Dos policías entraron primero, seguidos por una detective de rostro serio y mirada firme.
—Buenas noches. Soy la detective Laura Medina.
Ethan se adelantó.
—Yo llamé.
La detective observó el vestíbulo: el plato roto, la sopa derramada, Clara temblando, Margaret rígida como una estatua y varios empleados llorando en silencio.
—Necesito que nadie salga de la propiedad.
Margaret levantó la barbilla.
—Detective, esto es una exageración. Soy Margaret Blackwood.
La detective la miró sin emoción.
—Lo sé.
Aquellas dos palabras bastaron para borrar una parte de su arrogancia.
Rosa entregó el teléfono con la grabación. Otros empleados comenzaron a hablar. Primero con miedo. Luego con rabia. Luego con alivio.
Hablaron de puertas cerradas.
De comidas retiradas.
De amenazas.
De cartas interceptadas.
De una habitación pequeña en el ala de servicio donde Clara había dormido mientras llevaba en el vientre al heredero de la familia Blackwood.
Ethan escuchaba cada testimonio como si cada palabra fuera una piedra cayendo sobre su pecho.
Clara había vivido todo eso en su casa.
Su casa.
Bajo el techo que él había creído seguro.
Y él no lo había visto.
Cuando la detective preguntó por documentos, Ellen, la jefa del personal, respiró hondo y habló.
—Hay una caja en el despacho privado de la señora Blackwood.
Margaret giró hacia ella.
—Traicionera.
Ellen sostuvo su mirada por primera vez en veinte años.
—No. Esta noche estoy diciendo la verdad.
Los agentes subieron al despacho.
Minutos después, bajaron con carpetas, contratos, informes médicos falsos y un expediente con el nombre de Clara.
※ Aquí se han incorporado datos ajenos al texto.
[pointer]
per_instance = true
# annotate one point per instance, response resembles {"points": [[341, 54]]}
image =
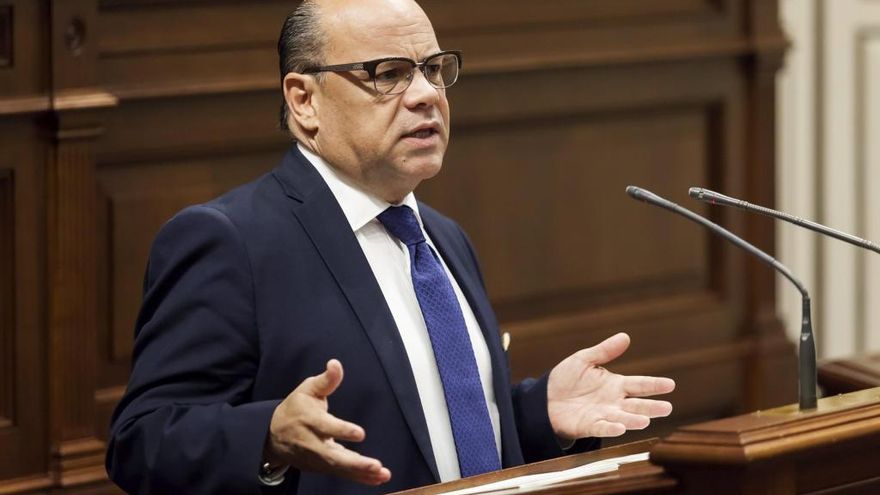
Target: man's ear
{"points": [[298, 93]]}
Ethan abrió una de las carpetas.
Dentro había un documento preparado para declarar a Clara mentalmente inestable después del parto.
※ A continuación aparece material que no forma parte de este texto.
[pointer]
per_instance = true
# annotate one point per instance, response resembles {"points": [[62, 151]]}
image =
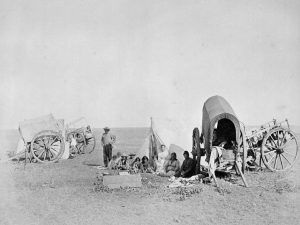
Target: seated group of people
{"points": [[163, 165], [133, 165], [172, 166]]}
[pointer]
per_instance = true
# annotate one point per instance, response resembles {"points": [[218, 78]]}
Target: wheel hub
{"points": [[279, 150]]}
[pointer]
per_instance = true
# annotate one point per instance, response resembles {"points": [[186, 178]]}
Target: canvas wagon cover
{"points": [[78, 123], [29, 128], [214, 109]]}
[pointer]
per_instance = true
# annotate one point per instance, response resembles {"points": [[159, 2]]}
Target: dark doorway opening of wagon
{"points": [[224, 134]]}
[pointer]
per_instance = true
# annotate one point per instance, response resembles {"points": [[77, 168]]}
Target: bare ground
{"points": [[68, 192]]}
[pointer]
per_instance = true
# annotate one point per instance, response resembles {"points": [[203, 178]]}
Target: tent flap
{"points": [[214, 109]]}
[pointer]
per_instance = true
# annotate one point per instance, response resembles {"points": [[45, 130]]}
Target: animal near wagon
{"points": [[80, 136], [275, 144], [43, 139], [220, 127]]}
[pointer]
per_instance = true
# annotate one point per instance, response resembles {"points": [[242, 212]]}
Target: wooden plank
{"points": [[117, 181]]}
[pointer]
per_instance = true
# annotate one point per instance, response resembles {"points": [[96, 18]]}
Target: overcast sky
{"points": [[120, 62]]}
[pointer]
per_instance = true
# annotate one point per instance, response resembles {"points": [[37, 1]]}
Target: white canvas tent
{"points": [[152, 144]]}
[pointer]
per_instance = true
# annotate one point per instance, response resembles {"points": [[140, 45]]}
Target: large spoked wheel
{"points": [[279, 149], [47, 146], [90, 143], [77, 142]]}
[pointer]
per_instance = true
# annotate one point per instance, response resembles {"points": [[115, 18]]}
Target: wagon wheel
{"points": [[90, 143], [47, 146], [80, 142], [196, 148], [279, 149]]}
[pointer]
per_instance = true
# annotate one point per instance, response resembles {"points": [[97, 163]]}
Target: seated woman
{"points": [[123, 163], [112, 165], [137, 165], [172, 166], [162, 156], [188, 166]]}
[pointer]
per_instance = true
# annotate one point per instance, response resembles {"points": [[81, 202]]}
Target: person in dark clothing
{"points": [[107, 140], [187, 167]]}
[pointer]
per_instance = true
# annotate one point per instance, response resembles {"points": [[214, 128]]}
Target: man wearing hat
{"points": [[187, 167], [107, 140]]}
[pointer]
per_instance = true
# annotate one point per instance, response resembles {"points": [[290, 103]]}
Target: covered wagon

Otro autorizaba una transferencia del bebé a una “custodia temporal familiar”.
Ethan dejó de respirar.
—¿Ibas a quitarle a nuestro hijo?
Margaret no contestó.
Clara soltó un gemido ahogado.
Ethan sintió que todo su cuerpo se llenaba de una rabia helada.
—Mírame —ordenó.
Margaret no quería hacerlo.
Pero lo hizo.
—¿Ibas a esperar a que diera a luz para encerrarla y quedarte con el bebé?
La máscara de Margaret terminó de romperse.
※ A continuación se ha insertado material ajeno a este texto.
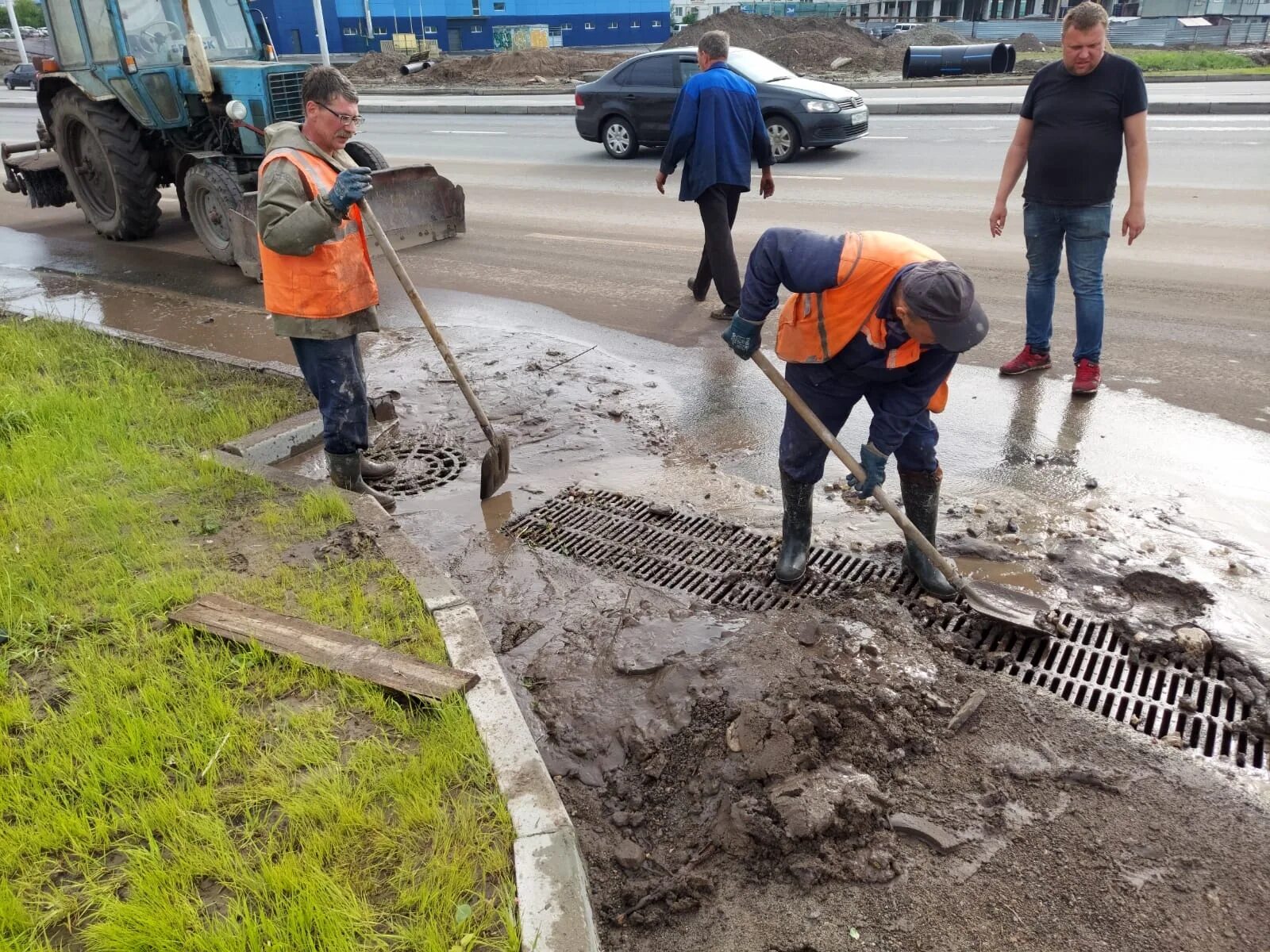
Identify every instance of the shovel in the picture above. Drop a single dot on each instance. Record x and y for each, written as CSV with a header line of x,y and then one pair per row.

—Ese niño es un Blackwood.
—Ese niño es su hijo.
—¡Ese niño no debía crecer con una criada!
La mansión entera quedó en silencio.
Clara cerró los ojos.
Ethan caminó hacia su madre.
No gritó.
No levantó la mano.
Solo habló con una calma que dolía más que cualquier insulto.
—Acabas de perder el derecho a llamarte abuela.
La detective hizo una señal.
Los policías se acercaron.
Margaret retrocedió.
—No pueden hacerme esto.
—Sí pueden —dijo Ethan—. Y yo voy a declarar contra ti.
La expresión de Margaret cambió.
Aquello sí la hirió.
No la arrestaban.
No la evidencia.
No los empleados hablando.
La destruyó escuchar que su propio hijo ya no la protegería.
—Ethan…
Su voz sonó casi humana.
Pero él no cedió.
—Durante meses, Clara creyó que estaba sola. Ahora vas a saber lo que se siente.
Los agentes la escoltaron hacia la puerta.
Margaret intentó mantener la dignidad hasta el último segundo, pero cuando cruzó el umbral y vio las luces rojas y azules reflejadas sobre los jardines de la mansión, su rostro se quebró.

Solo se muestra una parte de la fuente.